Thinking about calling the doctor for your cough? Join the crowd. Coughing is the reason behind 30 million office visits each year. And wisely so: Coughs are associated with everything from the common cold to heart disease and acid reflux. Except for occasional episodes that are easily explained (wrong pipe, pungent odor), "it is never normal to cough," says Richard S. Irwin, M.D., University of Massachusetts Medical School professor.

The good news? With the help of revised guidelines from the American College of Chest Physicians, doctors can diagnose and treat 90% of coughs.

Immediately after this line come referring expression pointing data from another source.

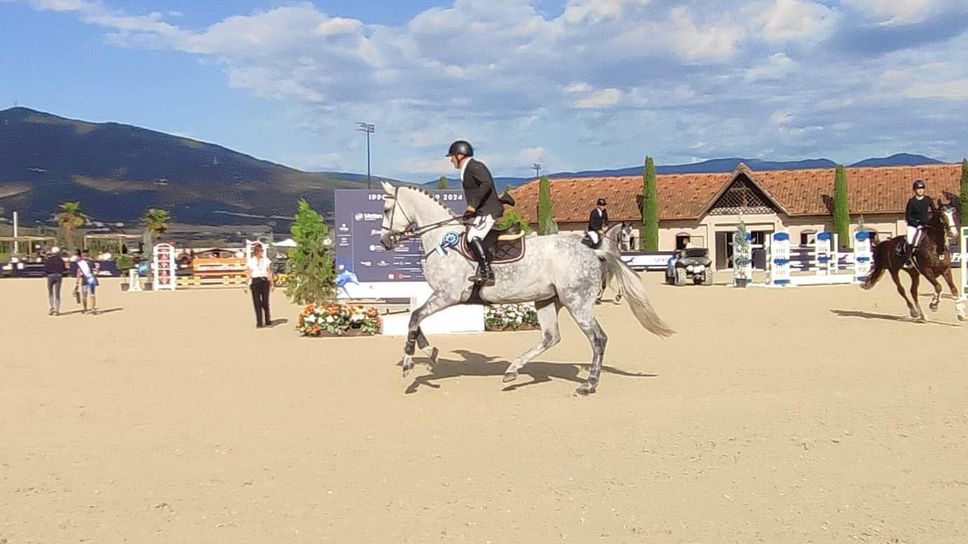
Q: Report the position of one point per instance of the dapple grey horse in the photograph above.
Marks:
(555, 271)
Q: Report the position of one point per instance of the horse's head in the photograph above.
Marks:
(395, 220)
(946, 217)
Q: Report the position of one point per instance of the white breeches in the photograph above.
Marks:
(912, 234)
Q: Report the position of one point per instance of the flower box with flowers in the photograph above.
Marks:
(338, 320)
(510, 317)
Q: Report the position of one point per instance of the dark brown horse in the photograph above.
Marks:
(932, 259)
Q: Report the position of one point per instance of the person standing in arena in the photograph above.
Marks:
(258, 275)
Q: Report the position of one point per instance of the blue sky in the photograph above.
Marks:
(573, 84)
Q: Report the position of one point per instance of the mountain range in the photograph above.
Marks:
(117, 171)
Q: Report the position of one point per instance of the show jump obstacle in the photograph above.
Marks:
(964, 262)
(824, 261)
(164, 268)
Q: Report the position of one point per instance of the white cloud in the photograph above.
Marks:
(600, 99)
(777, 67)
(708, 42)
(949, 90)
(781, 118)
(580, 87)
(905, 12)
(580, 11)
(787, 20)
(509, 78)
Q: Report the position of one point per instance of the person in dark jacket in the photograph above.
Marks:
(597, 224)
(483, 206)
(54, 270)
(917, 214)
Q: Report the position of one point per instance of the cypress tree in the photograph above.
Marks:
(963, 198)
(546, 220)
(310, 264)
(841, 210)
(650, 208)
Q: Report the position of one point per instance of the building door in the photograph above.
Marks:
(724, 250)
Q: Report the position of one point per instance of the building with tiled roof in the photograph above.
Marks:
(704, 209)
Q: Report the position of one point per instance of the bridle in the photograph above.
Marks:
(412, 230)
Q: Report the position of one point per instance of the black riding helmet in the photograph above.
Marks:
(460, 147)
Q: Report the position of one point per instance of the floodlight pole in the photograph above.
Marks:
(367, 128)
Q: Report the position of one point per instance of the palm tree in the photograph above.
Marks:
(156, 222)
(70, 217)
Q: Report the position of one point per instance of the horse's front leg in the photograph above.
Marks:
(434, 304)
(915, 281)
(936, 299)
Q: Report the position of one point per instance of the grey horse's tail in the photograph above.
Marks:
(638, 300)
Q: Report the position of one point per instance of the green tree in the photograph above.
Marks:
(546, 218)
(512, 217)
(841, 209)
(650, 208)
(963, 198)
(156, 222)
(310, 266)
(70, 218)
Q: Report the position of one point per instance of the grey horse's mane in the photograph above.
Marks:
(429, 195)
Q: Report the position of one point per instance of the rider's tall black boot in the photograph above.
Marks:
(485, 275)
(908, 255)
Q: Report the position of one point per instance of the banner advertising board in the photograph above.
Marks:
(356, 235)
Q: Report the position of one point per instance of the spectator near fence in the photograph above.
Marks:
(54, 271)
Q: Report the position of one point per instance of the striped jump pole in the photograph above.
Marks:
(780, 259)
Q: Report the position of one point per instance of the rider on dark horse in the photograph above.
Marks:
(483, 206)
(918, 214)
(597, 225)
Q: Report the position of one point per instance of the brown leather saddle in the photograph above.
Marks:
(504, 246)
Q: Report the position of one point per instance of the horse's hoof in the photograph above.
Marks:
(407, 366)
(584, 390)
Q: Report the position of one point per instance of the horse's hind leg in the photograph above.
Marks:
(548, 319)
(915, 282)
(959, 300)
(915, 312)
(936, 299)
(582, 311)
(425, 346)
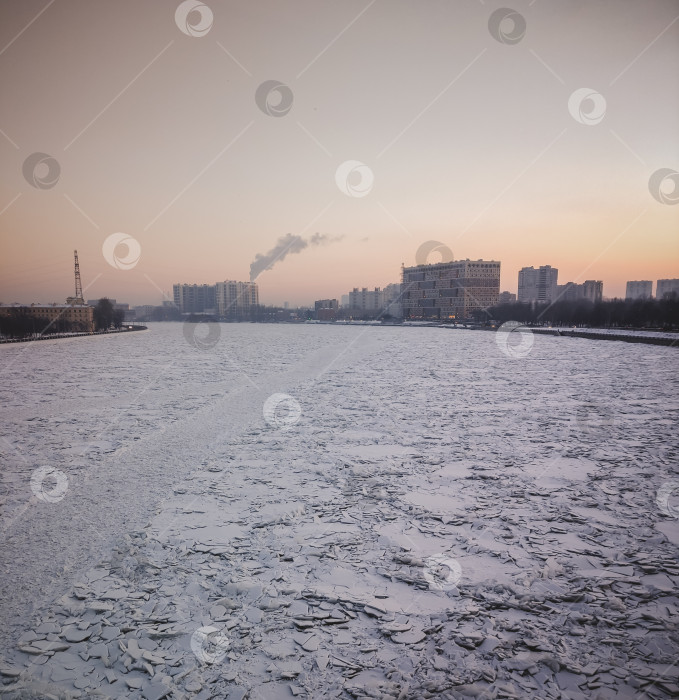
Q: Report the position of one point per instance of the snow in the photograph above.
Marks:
(437, 519)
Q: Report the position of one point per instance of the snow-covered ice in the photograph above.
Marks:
(422, 516)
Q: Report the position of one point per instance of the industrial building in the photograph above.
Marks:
(450, 290)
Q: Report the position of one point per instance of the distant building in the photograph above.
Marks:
(570, 291)
(114, 303)
(78, 317)
(326, 304)
(538, 284)
(392, 300)
(639, 289)
(233, 299)
(450, 290)
(195, 298)
(326, 309)
(664, 288)
(143, 311)
(591, 290)
(366, 299)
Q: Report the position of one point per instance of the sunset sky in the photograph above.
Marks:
(153, 125)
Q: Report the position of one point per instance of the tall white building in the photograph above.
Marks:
(538, 284)
(639, 289)
(194, 298)
(664, 287)
(366, 299)
(234, 298)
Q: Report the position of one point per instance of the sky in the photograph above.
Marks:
(177, 142)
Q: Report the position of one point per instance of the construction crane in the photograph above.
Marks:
(78, 298)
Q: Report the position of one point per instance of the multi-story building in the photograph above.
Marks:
(639, 289)
(664, 288)
(326, 309)
(195, 298)
(538, 284)
(77, 317)
(392, 300)
(591, 290)
(506, 298)
(326, 304)
(236, 298)
(366, 299)
(449, 290)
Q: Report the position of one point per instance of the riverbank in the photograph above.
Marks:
(650, 337)
(59, 336)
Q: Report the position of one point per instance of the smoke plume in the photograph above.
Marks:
(286, 245)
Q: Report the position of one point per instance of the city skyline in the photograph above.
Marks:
(354, 133)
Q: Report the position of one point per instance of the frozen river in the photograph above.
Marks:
(328, 511)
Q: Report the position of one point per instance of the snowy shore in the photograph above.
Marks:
(440, 519)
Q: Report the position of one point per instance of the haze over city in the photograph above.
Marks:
(162, 133)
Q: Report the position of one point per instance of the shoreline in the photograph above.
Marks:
(63, 336)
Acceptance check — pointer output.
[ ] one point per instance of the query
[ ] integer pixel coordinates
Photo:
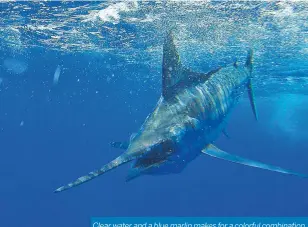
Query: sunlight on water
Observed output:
(208, 33)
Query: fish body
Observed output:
(190, 115)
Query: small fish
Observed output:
(15, 66)
(56, 75)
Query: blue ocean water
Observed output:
(110, 57)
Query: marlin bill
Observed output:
(190, 115)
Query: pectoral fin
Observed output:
(252, 99)
(217, 153)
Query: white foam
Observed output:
(112, 12)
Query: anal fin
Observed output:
(217, 153)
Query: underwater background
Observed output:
(76, 76)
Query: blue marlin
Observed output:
(190, 115)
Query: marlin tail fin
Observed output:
(251, 96)
(111, 165)
(217, 153)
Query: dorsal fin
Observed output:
(172, 67)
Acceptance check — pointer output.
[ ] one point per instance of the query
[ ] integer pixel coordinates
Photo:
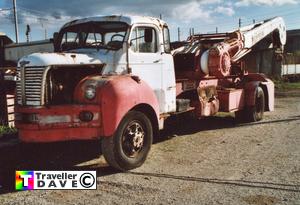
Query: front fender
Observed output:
(117, 95)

Also, the guidelines strongly suggest adults under 65 get an improved vaccine for pertussis (whooping cough).

Decoding Your basic cough

Type: Acute; lasts three weeks or less.
Causes: Most often the common cold (a virus). Also, acute bronchitis (but frequently overdiagnosed).
Don't take: Antibiotics (they don't work on viruses). Over-the-counter cough syrups, expectorants and suppressants (these have only a placebo effect, and coughs due to colds disappear in a few days without treatment).
Do take: If your doctor permits, use old-fashioned antihistamine pills with or without a decongestant (not the "non-drowsy" formula).
Call a doctor: If coughing doesn't improve in seven days or if it's accompanied by shaking, chills, fever or pus.